In the decision Carvedilol II (file X ZR 236/01), the Federal Supreme Court had to deal with the validity of the German part of a European patent that was defended with a main claim, the essential part of which reads as follows:
“Use of Carvedilol for the manufacture of a medicament […], wherein the medicament is administered in an initial dose of 3.125 mg […], daily for a period of 7- 28 days […].”

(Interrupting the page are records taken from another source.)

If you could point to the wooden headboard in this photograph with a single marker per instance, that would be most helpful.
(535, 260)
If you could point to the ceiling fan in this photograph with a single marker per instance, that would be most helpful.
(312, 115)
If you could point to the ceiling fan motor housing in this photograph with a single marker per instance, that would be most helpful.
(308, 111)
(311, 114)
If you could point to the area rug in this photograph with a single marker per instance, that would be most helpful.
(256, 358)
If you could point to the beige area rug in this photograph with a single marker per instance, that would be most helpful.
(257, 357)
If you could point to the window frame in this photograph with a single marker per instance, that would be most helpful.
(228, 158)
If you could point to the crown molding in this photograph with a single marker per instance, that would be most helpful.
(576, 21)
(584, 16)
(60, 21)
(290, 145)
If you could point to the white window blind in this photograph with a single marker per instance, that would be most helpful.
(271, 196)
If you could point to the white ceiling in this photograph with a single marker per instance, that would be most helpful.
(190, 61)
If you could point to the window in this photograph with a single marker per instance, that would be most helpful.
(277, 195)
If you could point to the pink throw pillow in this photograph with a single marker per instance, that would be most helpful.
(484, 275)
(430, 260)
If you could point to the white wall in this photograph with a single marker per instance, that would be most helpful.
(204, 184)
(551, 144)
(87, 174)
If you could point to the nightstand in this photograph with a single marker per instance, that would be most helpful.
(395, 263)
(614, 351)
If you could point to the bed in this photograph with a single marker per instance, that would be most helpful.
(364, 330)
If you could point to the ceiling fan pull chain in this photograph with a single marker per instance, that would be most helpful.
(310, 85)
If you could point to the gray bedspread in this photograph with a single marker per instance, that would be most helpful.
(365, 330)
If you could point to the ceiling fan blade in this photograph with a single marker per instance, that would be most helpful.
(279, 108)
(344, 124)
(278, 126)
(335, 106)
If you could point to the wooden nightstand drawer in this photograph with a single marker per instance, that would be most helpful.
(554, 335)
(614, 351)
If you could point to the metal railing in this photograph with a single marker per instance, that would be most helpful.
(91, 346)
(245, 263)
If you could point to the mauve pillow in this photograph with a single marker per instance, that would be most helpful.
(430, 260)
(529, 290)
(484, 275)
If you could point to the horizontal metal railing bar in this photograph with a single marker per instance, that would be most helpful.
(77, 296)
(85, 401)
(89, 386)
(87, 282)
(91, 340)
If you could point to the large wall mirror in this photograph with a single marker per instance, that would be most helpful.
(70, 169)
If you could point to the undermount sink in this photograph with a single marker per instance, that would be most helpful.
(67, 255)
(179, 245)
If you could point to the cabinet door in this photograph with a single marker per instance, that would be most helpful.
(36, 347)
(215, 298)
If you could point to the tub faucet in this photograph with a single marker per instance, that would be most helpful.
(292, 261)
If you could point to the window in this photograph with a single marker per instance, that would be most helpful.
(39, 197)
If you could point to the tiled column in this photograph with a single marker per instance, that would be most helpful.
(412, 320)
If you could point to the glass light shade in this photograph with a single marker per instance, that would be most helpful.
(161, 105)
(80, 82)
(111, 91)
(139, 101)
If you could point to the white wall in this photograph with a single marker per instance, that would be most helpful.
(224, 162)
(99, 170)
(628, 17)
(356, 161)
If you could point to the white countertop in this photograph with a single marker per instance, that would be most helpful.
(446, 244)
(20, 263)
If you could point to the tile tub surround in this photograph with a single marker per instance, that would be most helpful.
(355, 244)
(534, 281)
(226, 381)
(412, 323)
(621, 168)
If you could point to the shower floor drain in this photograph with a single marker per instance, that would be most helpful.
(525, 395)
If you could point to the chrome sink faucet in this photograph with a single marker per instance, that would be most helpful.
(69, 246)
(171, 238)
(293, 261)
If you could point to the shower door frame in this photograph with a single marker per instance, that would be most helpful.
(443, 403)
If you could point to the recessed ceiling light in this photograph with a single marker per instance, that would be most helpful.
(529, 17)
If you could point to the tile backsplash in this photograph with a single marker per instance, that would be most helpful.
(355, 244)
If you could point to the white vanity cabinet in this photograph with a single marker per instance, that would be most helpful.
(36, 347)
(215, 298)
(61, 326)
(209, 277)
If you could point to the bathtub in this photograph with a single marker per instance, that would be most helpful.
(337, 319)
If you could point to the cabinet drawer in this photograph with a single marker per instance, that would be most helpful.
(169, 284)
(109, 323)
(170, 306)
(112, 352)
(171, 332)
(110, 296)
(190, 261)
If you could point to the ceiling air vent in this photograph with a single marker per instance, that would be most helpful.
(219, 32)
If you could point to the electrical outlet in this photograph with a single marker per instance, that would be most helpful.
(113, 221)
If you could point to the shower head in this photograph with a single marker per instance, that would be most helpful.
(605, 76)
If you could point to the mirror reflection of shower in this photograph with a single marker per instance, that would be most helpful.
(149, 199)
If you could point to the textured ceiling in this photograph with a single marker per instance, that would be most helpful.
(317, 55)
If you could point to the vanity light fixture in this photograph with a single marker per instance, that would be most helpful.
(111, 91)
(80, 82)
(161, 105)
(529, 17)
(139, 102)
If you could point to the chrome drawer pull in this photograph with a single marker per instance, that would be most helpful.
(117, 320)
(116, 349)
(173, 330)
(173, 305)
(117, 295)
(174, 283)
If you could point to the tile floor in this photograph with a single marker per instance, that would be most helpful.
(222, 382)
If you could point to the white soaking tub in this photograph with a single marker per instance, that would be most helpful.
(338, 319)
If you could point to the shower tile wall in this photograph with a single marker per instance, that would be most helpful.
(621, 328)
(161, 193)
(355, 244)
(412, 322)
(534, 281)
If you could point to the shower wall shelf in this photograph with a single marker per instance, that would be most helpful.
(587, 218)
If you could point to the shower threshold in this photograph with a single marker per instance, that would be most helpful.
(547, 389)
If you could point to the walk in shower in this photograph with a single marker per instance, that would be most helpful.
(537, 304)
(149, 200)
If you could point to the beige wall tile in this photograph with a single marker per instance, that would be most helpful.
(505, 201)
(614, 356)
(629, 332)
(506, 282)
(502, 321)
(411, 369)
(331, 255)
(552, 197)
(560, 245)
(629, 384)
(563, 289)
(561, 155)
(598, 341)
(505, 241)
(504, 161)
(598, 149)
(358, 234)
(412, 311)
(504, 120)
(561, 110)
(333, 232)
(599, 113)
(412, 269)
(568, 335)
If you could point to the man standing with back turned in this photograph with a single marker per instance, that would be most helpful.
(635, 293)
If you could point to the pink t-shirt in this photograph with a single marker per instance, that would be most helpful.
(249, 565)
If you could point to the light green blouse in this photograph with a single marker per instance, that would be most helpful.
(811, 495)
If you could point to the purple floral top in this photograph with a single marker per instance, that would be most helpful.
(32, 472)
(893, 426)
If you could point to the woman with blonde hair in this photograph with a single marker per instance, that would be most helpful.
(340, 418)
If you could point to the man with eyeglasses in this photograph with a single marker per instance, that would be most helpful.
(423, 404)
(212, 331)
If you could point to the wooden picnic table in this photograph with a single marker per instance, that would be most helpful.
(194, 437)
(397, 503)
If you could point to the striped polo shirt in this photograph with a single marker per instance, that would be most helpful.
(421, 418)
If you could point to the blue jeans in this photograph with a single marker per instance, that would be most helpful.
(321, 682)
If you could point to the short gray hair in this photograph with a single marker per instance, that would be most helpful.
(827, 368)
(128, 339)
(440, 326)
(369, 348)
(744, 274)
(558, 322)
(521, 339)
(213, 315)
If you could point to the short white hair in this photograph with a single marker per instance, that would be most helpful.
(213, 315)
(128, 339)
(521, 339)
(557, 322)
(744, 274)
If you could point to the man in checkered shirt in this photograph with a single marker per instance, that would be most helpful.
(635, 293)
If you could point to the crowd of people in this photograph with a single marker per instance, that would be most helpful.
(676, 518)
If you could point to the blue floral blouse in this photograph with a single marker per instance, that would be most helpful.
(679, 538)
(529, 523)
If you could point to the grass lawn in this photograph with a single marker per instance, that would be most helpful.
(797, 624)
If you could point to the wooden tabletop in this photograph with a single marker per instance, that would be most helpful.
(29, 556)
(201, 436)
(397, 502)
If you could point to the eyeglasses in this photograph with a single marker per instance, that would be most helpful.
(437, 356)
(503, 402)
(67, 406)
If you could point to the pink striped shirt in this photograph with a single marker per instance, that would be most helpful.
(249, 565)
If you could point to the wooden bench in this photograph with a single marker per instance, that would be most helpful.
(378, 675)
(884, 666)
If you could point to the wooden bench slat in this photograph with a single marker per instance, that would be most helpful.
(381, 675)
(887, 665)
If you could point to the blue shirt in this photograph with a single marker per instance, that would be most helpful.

The Court dealt with Art. 52 (4) of the European Patent Convention according to which methods for treatment of the human body are not regarded as inventions which are susceptible to industrial application. The Court concluded that the determination of a therapy plan for a patient which includes the prescription and dosing of medicaments is a distinctive part of the activity of a medical doctor and therefore a method excluded from patentability pursuant to Art. 52 (4) EPC. The Court did not decide whether the claim as a whole is excluded from patentability, but concluded that the dosing recommendation specified in the claim cannot be considered for the assessment of novelty and inventive step of the claimed subject matter. Consequently, novelty and inventive step were evaluated as if the feature relating to the dosage regimen was absent. The claim was finally rejected for lack of inventive step.
As an auxiliary request, the patentee defended the patent with a claim in which the passage “whereby the medicament is administered […]” was replaced by “whereby the medicament is prepared for an administration […]”. According to this auxiliary request, the dosage regimen was defined as a feature of the medicament as such (“is prepared for administration”) and not as part of an administration scheme (“is administered”, see claim 1 of the main request). In the Court’s view, the patent claim of the auxiliary request did not conflict with the regulations of Art. 52 (4) EPC. The claim drafted in the “is prepared for administration” language was regarded as relating to the design of the medicament for this use, e.g. by designing a suitable size of the tablet, by adding an imprint on the package or on the package insert. Although the court was of the opinion that the claim complied with the requirements of Art. 52 (4) EPC, it was also rejected for lack of inventive step.
In summary, it should be concluded that features related to dosage regimens as such might not be considered in Germany for assessing novelty and/or inventive step of the subject matter of a second medical use claim. However, if the claim is redrafted to specify that the medicament is designed to be useful in a specific administration scheme, dosage features linked to the medicament will be taken into account.